When people think of adoption, they often get an image in their head of adopting an infant child. While that is indeed commonplace, just as common is adopting older children.

“Older” is a broad range, encompassing children from toddler age and up. If you are considering adoptions, here are some pros and cons to consider when it comes to adopting an older child.

PRO: The Adoption Process Is (Generally) Quicker

Because there are so many older children who need a home, and because infants are so in demand among prospective adoptive parents, it’s generally easier to be matched with an older child.

That means less waiting, less anxiousness, and a faster journey down the road towards having a full home.

CON: You Will Miss the Early Bonding Period

One of the downsides of adopting an older child is that you will miss out on the first few months (or maybe even the first few years) of potential bonding time with your child.

PRO: You Will Be Helping A Child In Need

When you adopt an older child, you give a home to a child who may have waited a long time to be joined with a loving family. You help start the healing process in someone who has long needed someone like you in their life – and that can be something wonderful.

CON: You Won’t Have A Chance To “Grow Into” Parenting

Unless you’re already a parent when you adopt an older child, adopting an older child means you won’t have an opportunity to “grow into” parenthood, experiencing the same arc many other parents do.

You’ll be thrust right into raising an older child without the weight of experience behind you. This is far from insurmountable – thousands happily do it each year – but it’s important to consider. (Also keep in mind that for many people, this is desirable.
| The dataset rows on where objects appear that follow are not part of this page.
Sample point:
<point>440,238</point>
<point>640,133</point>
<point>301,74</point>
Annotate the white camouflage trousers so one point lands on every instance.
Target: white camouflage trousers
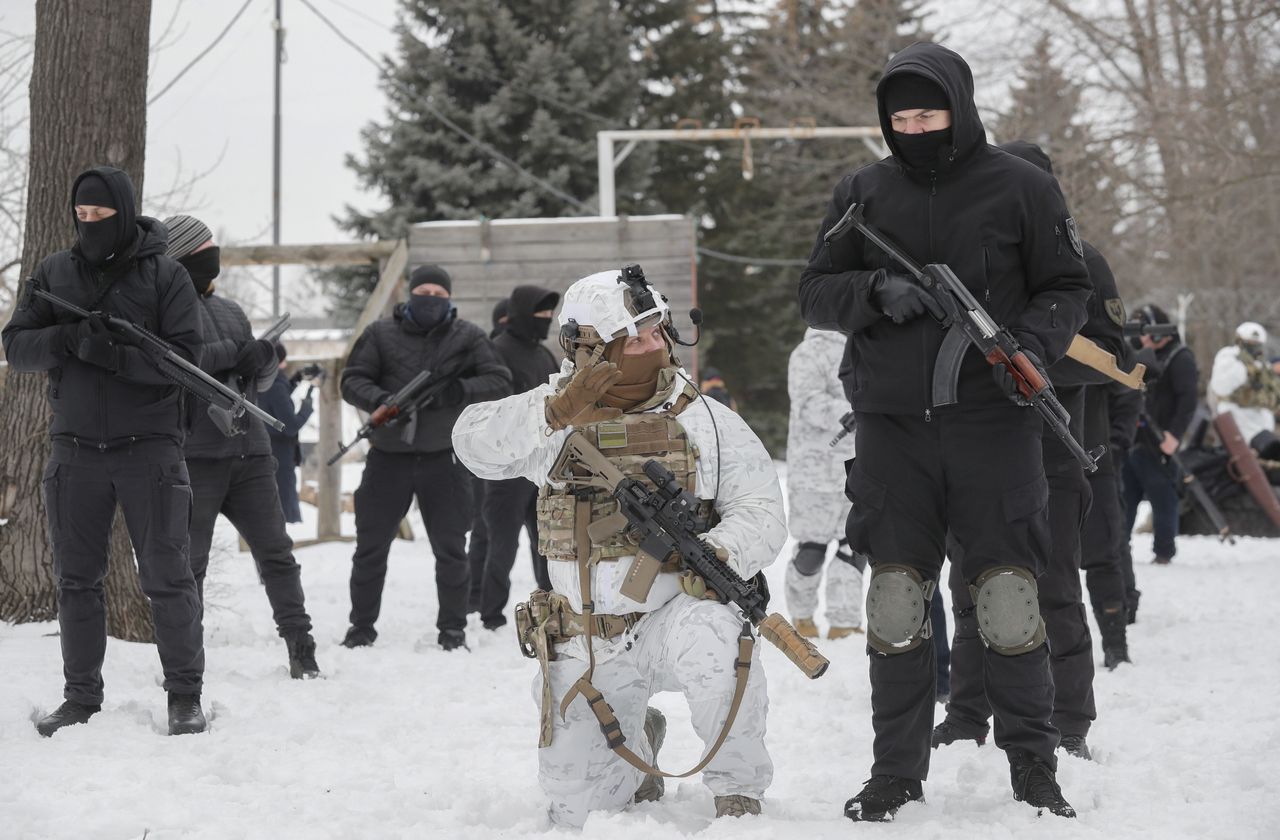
<point>685,646</point>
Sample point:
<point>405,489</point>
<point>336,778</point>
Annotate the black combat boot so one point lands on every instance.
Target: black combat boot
<point>656,733</point>
<point>302,654</point>
<point>1036,783</point>
<point>359,637</point>
<point>184,715</point>
<point>949,733</point>
<point>1115,642</point>
<point>1075,745</point>
<point>452,640</point>
<point>65,715</point>
<point>881,798</point>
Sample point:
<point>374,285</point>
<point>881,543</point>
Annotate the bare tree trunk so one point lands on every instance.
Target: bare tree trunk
<point>88,90</point>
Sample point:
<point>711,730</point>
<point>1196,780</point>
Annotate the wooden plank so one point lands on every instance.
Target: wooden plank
<point>392,277</point>
<point>318,254</point>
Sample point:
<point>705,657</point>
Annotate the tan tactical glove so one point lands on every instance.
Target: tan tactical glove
<point>575,405</point>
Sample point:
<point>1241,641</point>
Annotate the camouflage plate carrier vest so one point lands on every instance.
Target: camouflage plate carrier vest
<point>629,442</point>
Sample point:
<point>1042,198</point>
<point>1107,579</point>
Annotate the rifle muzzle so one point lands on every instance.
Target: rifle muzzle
<point>800,651</point>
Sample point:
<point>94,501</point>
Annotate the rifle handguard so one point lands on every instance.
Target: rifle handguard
<point>800,651</point>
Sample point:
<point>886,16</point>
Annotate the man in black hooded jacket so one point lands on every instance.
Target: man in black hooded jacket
<point>117,439</point>
<point>976,468</point>
<point>416,457</point>
<point>1069,502</point>
<point>234,475</point>
<point>512,503</point>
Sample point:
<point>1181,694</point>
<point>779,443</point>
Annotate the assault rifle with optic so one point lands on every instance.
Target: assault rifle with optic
<point>968,323</point>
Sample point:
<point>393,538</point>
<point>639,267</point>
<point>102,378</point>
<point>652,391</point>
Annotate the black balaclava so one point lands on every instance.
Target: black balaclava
<point>428,311</point>
<point>101,242</point>
<point>524,301</point>
<point>910,91</point>
<point>186,234</point>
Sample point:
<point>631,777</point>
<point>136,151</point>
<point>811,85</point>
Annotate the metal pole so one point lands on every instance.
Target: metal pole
<point>604,172</point>
<point>275,159</point>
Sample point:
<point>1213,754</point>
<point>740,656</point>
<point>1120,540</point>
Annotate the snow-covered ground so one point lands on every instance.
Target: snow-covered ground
<point>403,740</point>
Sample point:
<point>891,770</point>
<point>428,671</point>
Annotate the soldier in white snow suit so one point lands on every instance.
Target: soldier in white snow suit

Raising an infant is hard work!)

PRO: You Will Know Your Child’s Special Needs Up Front

Adopting an older child means there will be few surprises down the road. If the child has learning disabilities, for instance, you are likely to know that before the adoption. That allows you to not only make an informed decision, but also to prepare yourself for your child’s special needs before they join your family. That is a luxury most birth parents do not enjoy!
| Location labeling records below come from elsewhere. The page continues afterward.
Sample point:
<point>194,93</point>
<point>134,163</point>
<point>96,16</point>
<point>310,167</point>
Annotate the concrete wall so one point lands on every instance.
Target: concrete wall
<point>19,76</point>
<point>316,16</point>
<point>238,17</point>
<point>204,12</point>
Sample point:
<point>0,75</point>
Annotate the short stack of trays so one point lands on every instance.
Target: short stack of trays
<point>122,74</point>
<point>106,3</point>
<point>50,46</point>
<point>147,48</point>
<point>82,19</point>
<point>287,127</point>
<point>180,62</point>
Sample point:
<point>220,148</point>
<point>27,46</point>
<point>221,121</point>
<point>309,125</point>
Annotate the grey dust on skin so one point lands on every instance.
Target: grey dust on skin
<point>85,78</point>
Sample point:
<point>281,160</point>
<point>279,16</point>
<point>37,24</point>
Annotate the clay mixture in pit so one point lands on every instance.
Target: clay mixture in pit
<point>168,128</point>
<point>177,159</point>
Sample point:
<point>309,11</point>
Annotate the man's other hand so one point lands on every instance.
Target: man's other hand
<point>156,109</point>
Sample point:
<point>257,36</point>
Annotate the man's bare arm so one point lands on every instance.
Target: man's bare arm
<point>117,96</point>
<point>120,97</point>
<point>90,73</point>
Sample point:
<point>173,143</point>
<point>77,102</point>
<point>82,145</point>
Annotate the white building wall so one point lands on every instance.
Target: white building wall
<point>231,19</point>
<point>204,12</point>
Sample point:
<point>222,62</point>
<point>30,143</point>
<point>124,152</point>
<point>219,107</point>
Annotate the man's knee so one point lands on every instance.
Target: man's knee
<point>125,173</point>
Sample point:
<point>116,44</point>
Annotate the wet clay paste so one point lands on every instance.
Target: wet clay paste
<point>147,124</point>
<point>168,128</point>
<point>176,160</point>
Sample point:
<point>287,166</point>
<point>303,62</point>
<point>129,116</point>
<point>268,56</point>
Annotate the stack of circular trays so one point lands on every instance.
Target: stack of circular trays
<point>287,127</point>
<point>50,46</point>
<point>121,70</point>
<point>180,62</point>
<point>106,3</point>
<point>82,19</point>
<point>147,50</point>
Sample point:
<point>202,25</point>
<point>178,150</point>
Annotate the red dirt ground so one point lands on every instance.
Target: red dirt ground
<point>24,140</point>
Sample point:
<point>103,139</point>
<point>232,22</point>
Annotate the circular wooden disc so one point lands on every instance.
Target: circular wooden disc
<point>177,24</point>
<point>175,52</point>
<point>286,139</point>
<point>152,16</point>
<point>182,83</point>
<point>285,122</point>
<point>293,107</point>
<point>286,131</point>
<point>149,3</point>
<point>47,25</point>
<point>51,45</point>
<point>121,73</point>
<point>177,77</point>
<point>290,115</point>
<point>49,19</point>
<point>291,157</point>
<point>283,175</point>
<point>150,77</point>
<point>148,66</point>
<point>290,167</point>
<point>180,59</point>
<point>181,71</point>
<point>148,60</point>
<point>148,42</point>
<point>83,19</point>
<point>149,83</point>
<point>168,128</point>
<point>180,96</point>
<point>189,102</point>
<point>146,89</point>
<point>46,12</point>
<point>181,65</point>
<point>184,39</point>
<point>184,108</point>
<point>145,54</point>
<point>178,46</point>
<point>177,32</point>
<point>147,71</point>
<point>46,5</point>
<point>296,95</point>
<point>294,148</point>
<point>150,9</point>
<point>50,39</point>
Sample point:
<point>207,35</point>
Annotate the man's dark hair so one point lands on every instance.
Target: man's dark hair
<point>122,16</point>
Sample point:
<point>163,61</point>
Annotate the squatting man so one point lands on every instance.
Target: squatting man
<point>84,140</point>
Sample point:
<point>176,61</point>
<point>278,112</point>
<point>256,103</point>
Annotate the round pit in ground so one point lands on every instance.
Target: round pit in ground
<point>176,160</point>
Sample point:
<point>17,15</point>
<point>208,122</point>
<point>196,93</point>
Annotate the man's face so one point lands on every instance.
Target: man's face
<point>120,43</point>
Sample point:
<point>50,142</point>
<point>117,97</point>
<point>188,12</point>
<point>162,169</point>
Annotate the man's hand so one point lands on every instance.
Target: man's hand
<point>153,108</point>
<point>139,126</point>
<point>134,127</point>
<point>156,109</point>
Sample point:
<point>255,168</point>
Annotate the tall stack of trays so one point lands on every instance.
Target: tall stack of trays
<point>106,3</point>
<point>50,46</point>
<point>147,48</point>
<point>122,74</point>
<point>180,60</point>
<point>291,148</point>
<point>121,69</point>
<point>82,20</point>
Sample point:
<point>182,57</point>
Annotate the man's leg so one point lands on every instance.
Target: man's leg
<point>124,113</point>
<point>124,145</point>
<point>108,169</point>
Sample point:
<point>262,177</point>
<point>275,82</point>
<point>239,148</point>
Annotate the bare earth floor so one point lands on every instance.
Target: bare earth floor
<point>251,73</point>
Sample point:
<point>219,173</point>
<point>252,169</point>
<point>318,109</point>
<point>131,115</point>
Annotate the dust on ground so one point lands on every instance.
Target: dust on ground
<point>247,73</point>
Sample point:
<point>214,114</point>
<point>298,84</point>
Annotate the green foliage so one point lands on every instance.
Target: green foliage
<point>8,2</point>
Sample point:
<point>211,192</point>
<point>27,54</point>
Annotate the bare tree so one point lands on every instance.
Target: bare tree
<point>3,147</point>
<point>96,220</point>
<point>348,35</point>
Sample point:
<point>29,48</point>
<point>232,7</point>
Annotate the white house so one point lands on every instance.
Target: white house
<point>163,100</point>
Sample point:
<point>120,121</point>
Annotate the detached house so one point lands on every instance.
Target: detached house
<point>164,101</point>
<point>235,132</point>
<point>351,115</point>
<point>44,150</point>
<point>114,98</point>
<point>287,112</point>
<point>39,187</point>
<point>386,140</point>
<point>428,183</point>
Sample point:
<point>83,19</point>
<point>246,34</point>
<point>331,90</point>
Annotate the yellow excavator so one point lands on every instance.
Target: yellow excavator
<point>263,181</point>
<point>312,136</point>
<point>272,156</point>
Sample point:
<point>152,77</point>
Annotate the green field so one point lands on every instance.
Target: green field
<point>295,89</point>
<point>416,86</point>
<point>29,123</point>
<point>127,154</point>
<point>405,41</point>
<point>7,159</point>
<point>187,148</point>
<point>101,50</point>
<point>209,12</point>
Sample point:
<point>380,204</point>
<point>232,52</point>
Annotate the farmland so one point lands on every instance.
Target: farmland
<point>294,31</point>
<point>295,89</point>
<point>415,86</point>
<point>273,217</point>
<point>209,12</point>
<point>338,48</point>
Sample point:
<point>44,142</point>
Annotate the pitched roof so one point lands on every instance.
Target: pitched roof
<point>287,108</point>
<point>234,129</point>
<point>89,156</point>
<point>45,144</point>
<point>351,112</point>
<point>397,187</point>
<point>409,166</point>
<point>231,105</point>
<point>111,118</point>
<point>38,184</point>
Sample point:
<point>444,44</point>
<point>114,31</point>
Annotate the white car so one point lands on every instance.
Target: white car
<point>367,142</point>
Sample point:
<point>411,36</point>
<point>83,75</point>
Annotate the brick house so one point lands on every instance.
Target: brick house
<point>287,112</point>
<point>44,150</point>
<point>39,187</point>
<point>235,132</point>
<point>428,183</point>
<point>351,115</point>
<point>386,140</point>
CON: You Will Have To Acclimate Your Child To Your Lifestyle and Morals

When raising a child from birth, they have an opportunity to be immersed in the kind of morals and values important to you and your family from the start.
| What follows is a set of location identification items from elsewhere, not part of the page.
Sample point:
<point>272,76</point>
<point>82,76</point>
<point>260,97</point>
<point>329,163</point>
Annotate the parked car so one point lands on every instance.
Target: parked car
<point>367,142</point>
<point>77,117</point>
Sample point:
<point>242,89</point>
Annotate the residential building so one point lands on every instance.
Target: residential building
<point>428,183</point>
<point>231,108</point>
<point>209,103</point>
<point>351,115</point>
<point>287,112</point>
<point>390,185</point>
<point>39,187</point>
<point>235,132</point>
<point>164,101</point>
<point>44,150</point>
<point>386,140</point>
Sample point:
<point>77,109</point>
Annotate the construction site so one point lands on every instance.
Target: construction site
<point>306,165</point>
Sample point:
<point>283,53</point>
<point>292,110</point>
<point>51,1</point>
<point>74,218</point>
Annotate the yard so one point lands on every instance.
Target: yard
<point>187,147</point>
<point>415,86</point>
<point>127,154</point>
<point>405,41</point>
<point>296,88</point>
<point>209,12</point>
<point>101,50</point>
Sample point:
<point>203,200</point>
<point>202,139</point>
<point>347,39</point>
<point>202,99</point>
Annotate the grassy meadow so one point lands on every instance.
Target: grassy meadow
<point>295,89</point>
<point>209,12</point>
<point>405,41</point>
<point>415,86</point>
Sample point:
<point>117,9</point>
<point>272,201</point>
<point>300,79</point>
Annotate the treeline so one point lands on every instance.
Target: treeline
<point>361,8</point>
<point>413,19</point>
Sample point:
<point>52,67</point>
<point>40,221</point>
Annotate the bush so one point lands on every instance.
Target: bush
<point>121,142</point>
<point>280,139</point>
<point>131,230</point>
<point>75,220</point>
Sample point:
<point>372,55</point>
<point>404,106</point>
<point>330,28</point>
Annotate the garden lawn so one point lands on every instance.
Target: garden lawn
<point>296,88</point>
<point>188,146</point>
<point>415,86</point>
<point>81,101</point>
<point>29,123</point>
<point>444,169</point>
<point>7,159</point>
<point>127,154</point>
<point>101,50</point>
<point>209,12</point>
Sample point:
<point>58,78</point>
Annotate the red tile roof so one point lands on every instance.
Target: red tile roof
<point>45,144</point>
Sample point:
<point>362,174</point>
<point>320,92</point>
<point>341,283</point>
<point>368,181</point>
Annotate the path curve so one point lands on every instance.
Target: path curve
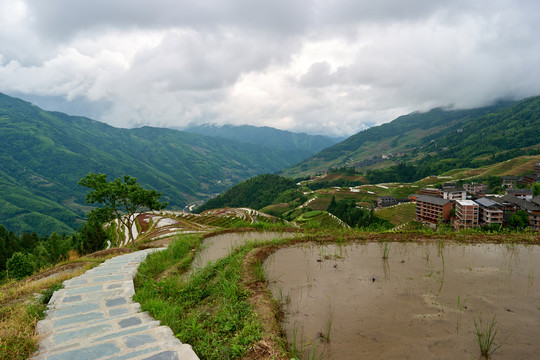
<point>94,317</point>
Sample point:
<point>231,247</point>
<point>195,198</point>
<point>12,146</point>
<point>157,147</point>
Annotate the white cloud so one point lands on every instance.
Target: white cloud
<point>327,67</point>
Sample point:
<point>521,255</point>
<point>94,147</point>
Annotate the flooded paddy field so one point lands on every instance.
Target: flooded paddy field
<point>407,300</point>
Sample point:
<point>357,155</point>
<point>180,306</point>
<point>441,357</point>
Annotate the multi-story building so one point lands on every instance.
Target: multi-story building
<point>454,194</point>
<point>383,201</point>
<point>532,208</point>
<point>524,194</point>
<point>430,191</point>
<point>433,209</point>
<point>490,212</point>
<point>509,181</point>
<point>467,212</point>
<point>475,188</point>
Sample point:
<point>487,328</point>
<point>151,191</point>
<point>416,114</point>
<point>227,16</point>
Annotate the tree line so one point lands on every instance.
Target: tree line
<point>121,199</point>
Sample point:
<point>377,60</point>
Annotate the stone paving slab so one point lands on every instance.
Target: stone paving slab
<point>94,317</point>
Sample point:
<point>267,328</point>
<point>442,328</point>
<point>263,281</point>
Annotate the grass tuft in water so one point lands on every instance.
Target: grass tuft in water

Not so with an older child. They may have spent their earliest years in a much different environment, where rules and values differed. That means you’ll be spending some of your time instilling your values in an older child.

PRO: Your Child Can Speak Right Away (But Maybe Not in English)

This is self-explanatory. Few things are more helpful for a new parent than being able to communicate with their child. That means no having to guess whether or not they’re hungry! Though it’s important to keep in mind that your child will be able to speak, but they may not speak English.

The most important thing of all to remember is, no matter the choice you make, feel confident that it will be the right one.